If you missed the chance to go see the Intermountain Opera’s performance of “Camelot,” then you missed a wonderful show. “Camelot” tells the familiar tale of King Arthur and his knights of the round table with a few comedic twists. Songs like “C’est Moi” and “Lusty in the Month of May” bring a different life to characters like Lancelot and Guinevere by showing their boastfulness and, well, lustiness, respectively. And others, like “I Loved You Once in Silence,” helped to remind the audience of the tragic nature of the story, despite its more frequent comedic overtones.

The props and costuming were immaculately done as well. Backgrounds were visually interesting and transformed to incorporate the scenery for multiple locales, which helped to keep things fresh with the same props. In particular, the dull gold of the triangular spires that were used suggested equally well the glow of dawn and the gilded interior of Camelot’s halls. The costumes incorporated suits of armor, court attire and all the in-betweens associated with medieval life, as well as a small armory of weapons. All of this came together to make “Camelot” a visually stunning production.

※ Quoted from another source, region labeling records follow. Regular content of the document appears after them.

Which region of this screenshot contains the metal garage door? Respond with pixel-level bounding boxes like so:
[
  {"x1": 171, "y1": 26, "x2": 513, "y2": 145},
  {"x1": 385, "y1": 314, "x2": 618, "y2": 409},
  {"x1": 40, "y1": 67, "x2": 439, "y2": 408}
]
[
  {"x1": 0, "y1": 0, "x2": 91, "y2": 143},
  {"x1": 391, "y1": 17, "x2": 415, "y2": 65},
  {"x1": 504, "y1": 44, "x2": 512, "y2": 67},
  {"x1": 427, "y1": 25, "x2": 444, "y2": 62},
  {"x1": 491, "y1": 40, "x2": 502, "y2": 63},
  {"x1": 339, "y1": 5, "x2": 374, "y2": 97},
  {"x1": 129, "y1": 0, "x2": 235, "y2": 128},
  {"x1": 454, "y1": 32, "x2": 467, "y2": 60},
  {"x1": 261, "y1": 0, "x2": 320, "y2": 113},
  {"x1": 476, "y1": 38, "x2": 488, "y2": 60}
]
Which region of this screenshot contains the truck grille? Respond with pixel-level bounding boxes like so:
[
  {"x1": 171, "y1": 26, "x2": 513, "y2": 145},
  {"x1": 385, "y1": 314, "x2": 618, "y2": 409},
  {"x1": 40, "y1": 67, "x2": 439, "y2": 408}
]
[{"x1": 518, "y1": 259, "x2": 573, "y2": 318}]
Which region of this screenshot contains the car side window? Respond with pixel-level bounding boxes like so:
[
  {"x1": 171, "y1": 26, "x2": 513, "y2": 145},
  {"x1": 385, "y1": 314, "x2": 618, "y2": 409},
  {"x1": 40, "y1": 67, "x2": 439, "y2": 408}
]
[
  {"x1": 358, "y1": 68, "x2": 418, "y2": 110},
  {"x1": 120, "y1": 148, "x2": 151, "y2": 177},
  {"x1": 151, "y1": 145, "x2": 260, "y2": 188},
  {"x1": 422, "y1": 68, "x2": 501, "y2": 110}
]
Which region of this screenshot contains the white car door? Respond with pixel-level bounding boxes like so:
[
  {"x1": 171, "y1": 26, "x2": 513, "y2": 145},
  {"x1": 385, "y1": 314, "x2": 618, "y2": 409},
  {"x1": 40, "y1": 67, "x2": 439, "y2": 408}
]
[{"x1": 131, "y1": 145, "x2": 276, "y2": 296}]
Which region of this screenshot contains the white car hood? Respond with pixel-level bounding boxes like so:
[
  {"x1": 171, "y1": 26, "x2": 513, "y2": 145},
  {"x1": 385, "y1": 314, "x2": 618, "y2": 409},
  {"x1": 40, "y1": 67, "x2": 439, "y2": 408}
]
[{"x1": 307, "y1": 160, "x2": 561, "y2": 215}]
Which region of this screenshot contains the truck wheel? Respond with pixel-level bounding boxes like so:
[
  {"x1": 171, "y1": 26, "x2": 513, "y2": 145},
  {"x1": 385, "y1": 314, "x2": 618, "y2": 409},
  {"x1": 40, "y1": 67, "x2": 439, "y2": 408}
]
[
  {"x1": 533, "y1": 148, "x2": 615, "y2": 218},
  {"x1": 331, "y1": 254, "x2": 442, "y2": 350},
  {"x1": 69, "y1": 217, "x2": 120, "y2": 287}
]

But even more stunning yet was the sound of the production and what it carried through its emotional heart. The lead actors playing King Arthur, Guinevere and Lancelot were all in absolute command of the material they were given, and gave each song its own individual soul.

With that being said, to call “Camelot” an opera is to be a little misleading. In fact, officially, “Camelot” is not an opera at all but a musical by Alan Jay Lerner and Frederick Loewe. On closer examination of the performance’s website, the fine print does label the show as a musical, but the impression that it is an opera is still an easy one to arrive at from the show’s advertising. Admittedly, the fact that student tickets were half-priced made it hard to harbor any ill feelings for the perceived shift in style.

In the end, if you missed out on “Camelot,” you may not have missed what you thought you did. That being said, the show was still incredible fun and there is an another opportunity to see the Intermountain Opera at work with, “Eugene Onegin,” an opera composed by Tchaikovsky of “The Nutcracker” fame. The show focuses on aristocratic life in Imperial Russia and tells a tale of romance, duels and tragedy as Eugene brings chaos to a small country village. “Eugene Onegin” opens on April 26.